Tartakovsky era già legato al franchise grazie a Star Wars: Clone Wars, una serie di cortometraggi animati in 2D realizzati per colmare il vuoto narrativo tra Attack of the Clones e Revenge of the Sith. Il progetto si distingueva per uno stile visivo marcato e sperimentale, molto distante da quello che avrebbe caratterizzato le produzioni successive.

La proposta di Lucasfilm e il rifiuto
Nel volume Genndy Tartakovsky: Sincerity in Animation (2022), il regista ha raccontato di essere stato avvicinato da Jim Morris, allora a capo di Industrial Light & Magic. L’idea era quella di coinvolgerlo stabilmente in Lucasfilm, con un ruolo di leadership paragonabile a quello ricoperto da John Lasseter in Pixar.
Tartakovsky, però, rifiutò. Come da lui stesso spiegato, accettare avrebbe significato legare gran parte della propria carriera a Star Wars per decenni. Pur riconoscendo l’importanza della proposta, preferì non intraprendere un percorso che lo avrebbe vincolato quasi esclusivamente a quell’universo creativo.
L’occasione per Dave Filoni
Il rifiuto di Tartakovsky spinse Lucasfilm a guardare altrove. La scelta ricadde su Dave Filoni, all’epoca già apprezzato per il suo lavoro su Avatar: The Last Airbender. Filoni venne incaricato di guidare Lucasfilm Animation, dando vita a Star Wars: The Clone Wars, serie che avrebbe poi generato spin-off fondamentali come Star Wars Rebels, The Mandalorian e Ahsoka.

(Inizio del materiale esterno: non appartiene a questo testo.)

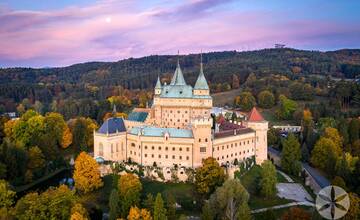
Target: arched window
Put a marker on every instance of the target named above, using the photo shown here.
(101, 150)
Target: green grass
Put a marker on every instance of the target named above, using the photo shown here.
(256, 201)
(183, 192)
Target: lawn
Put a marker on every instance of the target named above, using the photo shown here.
(183, 193)
(256, 201)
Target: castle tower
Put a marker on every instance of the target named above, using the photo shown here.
(158, 87)
(201, 128)
(201, 87)
(257, 123)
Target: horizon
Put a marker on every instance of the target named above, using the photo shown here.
(180, 54)
(68, 32)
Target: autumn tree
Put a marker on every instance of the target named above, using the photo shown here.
(66, 139)
(291, 155)
(246, 101)
(268, 179)
(296, 213)
(114, 204)
(209, 176)
(139, 214)
(266, 99)
(325, 153)
(286, 107)
(129, 192)
(159, 209)
(229, 201)
(86, 174)
(54, 203)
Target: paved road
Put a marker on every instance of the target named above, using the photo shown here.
(284, 206)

Se Tartakovsky avesse accettato quel ruolo nel 2005, l’estetica, il tono e probabilmente la struttura stessa dell’universo di Star Wars sarebbero stati molto diversi. La leadership creativa che oggi caratterizza il franchise non sarebbe necessariamente esistita nella forma attuale.
La carriera di Tartakovsky dopo Star Wars
Dopo l’esperienza con Clone Wars, Tartakovsky ha continuato a costruire una carriera di grande rilievo, firmando serie come Primal e film di successo come Hotel Transylvania e Fixed. Il suo stile, spesso definito visionario e anticonvenzionale, è rimasto una cifra distintiva del suo lavoro.
In un’intervista dell’agosto 2025, il regista ha anche lasciato aperta la possibilità di un ritorno nell’universo di Star Wars, citando in particolare l’interesse per personaggi come Asajj Ventress, ipotizzando persino una versione live action.
Un possibile ritorno alle origini?
Con Dave Filoni oggi al vertice creativo di Lucasfilm e il supporto della nuova vicepresidente Lynwen Brennan, l’idea di coinvolgere nuovamente figure storiche come Tartakovsky appare, almeno teoricamente, plausibile. Sarebbe anche un modo per riconnettere il franchise con alcune delle sue strade creative meno battute, celebrando al tempo stesso la sua storia.
La scelta mancata di George Lucas e il rifiuto di Tartakovsky restano quindi un affascinante “what if” nella storia di Star Wars: una biforcazione silenziosa che ha contribuito a definire l’identità del franchise così come lo conosciamo oggi.